If you need a citation, then rest assured, I’m not talking to you.
It’s the very basis of immunology and the obvious, less than instant rate of transformation between organic system states. Not to mention that it’s so ridiculously logical that ten seconds of thought should be more than long enough to form, at the very least, a coherent thought on the topic. But criticism and personal attacks, from some quarters, is ***also ***perfectly logical, so it’s all good, eh?
And I don’t mean to imply that I am ***not ***full of shit. It is very likely that I am as I am human and only able to observe a fraction of the tiniest fraction of an even tinier fraction of what is - for all intents and purposes and from a human perspective - an infinite universe. So, what do you want? A point? No problem. Telemark 1 - BP 0. Well done!
If you think it’s true, you should be able to pony up a citation.
It depends on the specific item, but no, there’s not much from my mother’s smoke-filled house that I’d want to inherit. Jewelry, china, silver - those will survive a few decades of smoking and come out all right, but all the quilts and upholstered furniture are going straight to the curb. My suitcase reeks after I’m there for a weekend, and Febreze only does so much to get the stink out. I can’t fathom trying to un-stink an ottoman. Maybe the all-wood furniture would be ok.
To be honest, I’m really glad she sold her condo a few years ago and moved to an apartment, because I didn’t want to have to deal with trying to sell her extremely smoky place. Without emptying it out completely, tossing the curtains, and washing and repainting every single wall, I’d probably only have been able to sell it to another smoker.

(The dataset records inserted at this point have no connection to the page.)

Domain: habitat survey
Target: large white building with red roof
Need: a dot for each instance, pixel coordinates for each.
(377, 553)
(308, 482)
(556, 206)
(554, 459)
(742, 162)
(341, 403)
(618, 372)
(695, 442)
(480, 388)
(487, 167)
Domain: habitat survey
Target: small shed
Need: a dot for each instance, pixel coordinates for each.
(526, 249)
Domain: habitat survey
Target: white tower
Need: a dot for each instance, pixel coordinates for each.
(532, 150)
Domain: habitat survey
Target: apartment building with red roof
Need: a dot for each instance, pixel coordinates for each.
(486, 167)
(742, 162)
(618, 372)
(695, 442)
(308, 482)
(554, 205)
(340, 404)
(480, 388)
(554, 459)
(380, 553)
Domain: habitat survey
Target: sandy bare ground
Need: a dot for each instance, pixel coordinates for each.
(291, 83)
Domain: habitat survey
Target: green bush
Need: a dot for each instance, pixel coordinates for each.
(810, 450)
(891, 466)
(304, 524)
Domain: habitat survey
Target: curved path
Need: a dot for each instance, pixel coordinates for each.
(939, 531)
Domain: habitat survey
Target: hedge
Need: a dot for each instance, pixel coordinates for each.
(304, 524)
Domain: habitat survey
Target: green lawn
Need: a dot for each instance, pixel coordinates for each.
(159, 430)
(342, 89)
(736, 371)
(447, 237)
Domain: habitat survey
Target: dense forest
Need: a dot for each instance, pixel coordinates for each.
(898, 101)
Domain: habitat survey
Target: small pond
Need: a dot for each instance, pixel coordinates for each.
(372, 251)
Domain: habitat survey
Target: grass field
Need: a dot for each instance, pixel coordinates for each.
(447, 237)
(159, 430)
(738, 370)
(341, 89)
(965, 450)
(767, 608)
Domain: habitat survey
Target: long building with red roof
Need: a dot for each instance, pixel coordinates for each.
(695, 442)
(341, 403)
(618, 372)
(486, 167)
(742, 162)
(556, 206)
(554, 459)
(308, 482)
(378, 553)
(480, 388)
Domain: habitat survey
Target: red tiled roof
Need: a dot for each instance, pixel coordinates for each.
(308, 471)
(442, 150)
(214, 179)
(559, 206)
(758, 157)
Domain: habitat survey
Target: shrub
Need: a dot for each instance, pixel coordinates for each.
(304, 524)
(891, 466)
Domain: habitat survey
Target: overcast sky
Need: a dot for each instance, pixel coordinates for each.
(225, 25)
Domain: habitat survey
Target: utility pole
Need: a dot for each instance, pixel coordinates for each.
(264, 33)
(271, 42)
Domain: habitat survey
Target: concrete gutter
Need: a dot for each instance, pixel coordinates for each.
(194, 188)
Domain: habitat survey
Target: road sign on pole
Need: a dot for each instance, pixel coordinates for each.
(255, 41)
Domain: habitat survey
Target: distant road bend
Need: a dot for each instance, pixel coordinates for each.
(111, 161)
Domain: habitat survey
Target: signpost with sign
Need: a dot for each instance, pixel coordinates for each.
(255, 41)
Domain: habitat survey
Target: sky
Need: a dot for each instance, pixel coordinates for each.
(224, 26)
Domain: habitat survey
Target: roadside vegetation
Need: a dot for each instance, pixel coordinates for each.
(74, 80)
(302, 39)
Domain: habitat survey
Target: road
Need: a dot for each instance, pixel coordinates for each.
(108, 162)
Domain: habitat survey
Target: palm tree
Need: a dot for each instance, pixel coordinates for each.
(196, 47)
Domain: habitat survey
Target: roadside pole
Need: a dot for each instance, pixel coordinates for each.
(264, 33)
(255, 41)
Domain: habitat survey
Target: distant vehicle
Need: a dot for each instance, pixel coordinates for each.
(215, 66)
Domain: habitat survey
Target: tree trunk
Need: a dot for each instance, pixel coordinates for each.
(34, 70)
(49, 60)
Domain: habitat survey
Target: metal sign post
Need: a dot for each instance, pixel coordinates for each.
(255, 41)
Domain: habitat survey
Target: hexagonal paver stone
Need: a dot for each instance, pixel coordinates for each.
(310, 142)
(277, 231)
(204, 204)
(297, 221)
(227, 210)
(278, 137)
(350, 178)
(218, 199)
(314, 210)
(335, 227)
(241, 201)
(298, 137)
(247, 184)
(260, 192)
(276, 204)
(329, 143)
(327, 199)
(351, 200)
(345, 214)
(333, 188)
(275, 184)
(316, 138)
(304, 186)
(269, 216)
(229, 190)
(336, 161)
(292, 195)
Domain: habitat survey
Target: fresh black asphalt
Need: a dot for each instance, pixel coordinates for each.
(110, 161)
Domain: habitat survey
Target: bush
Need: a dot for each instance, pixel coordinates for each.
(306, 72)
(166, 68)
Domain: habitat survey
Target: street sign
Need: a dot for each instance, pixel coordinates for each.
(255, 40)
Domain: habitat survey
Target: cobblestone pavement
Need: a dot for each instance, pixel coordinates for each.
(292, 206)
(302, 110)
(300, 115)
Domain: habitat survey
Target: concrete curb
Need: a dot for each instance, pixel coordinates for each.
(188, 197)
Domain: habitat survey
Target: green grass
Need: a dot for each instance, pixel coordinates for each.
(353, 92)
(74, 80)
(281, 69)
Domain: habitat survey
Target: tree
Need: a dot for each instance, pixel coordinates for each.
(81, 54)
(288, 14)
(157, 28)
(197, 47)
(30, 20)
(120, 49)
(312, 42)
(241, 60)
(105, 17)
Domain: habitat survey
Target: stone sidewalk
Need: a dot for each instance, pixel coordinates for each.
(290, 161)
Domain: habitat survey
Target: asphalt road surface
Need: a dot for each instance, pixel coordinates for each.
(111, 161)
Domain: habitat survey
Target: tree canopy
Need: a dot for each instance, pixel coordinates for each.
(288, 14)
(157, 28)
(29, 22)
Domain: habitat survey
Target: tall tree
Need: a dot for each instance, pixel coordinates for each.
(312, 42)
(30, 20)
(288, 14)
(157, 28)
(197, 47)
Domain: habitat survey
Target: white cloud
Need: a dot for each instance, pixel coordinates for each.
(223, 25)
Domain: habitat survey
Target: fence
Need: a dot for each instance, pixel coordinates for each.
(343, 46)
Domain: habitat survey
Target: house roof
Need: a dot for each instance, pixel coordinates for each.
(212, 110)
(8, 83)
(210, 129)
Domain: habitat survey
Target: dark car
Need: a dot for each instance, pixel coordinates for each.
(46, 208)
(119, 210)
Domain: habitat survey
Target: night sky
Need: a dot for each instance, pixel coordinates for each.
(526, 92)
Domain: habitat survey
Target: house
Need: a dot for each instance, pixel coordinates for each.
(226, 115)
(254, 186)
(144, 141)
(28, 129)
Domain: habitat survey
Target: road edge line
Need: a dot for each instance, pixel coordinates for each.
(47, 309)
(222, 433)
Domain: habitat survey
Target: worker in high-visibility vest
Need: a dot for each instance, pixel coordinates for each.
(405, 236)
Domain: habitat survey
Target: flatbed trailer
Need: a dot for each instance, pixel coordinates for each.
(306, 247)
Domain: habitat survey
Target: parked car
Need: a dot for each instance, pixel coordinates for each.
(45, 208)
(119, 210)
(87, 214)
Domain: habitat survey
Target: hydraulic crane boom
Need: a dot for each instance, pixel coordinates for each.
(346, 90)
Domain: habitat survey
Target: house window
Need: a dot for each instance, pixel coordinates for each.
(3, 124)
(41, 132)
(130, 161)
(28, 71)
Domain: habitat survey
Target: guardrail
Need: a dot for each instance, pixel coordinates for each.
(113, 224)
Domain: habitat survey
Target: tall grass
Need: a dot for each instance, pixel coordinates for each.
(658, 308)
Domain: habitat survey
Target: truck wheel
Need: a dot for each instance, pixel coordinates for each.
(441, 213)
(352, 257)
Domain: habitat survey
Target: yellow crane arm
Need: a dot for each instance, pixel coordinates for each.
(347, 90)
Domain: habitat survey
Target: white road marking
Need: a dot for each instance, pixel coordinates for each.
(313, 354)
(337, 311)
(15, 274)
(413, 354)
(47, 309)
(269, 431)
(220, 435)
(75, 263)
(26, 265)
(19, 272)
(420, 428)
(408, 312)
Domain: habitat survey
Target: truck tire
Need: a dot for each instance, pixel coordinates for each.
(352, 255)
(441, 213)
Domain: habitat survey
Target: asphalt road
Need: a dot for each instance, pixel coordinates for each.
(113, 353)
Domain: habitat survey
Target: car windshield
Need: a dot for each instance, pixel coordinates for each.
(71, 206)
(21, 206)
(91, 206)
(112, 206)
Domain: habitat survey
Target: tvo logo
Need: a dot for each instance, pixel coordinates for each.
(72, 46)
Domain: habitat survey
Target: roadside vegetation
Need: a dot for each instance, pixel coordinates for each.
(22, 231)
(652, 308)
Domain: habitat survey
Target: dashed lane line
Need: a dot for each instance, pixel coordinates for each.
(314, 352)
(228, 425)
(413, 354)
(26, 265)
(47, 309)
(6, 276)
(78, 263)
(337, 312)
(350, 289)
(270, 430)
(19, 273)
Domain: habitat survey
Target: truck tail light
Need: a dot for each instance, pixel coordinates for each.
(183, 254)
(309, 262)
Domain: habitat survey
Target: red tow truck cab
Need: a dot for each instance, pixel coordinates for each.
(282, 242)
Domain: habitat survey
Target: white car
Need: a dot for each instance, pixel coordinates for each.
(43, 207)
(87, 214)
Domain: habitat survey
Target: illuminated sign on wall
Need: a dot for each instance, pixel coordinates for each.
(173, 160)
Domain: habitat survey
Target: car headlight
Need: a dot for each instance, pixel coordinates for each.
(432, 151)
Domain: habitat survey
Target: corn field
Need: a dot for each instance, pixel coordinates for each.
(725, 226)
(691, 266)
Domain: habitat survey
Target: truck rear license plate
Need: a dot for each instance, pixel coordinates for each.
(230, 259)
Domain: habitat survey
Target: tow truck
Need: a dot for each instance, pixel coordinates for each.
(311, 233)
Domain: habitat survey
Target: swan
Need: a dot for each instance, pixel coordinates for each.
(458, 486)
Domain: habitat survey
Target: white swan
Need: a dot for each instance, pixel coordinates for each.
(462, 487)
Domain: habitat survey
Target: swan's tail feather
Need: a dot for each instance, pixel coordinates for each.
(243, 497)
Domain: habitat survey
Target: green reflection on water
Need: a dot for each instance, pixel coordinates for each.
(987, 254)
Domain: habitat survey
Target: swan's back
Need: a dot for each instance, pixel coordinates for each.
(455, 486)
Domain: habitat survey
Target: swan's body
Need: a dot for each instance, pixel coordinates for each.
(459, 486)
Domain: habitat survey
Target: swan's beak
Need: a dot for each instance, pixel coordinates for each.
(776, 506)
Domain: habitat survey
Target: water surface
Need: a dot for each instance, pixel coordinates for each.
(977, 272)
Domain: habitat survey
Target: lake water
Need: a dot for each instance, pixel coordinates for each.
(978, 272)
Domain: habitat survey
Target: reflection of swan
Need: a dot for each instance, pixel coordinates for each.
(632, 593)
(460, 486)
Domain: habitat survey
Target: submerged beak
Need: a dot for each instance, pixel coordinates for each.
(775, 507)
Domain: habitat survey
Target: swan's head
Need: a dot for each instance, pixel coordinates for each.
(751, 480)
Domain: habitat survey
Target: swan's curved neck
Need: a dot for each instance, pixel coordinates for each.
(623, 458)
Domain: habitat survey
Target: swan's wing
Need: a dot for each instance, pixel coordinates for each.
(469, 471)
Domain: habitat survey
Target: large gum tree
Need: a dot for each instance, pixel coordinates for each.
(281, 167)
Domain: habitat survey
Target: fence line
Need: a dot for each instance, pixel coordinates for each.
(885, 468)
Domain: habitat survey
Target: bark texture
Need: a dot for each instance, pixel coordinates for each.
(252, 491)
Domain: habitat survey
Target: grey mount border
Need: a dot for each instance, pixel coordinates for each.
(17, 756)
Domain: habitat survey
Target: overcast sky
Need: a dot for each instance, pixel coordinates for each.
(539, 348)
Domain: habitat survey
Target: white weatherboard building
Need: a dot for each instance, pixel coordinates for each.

But why would I? Why would I leaf through textbooks, hunting for a reference that could be understood by someone who doesn’t even have enough interest in the topic to express an understanding of his own on the matter? Why would I do that? Do you do that? If you do, then why? I’m not being facetious. I am perfectly willing to entertain the idea that there might be a very good reason for it, but damned if I can think of what it might be.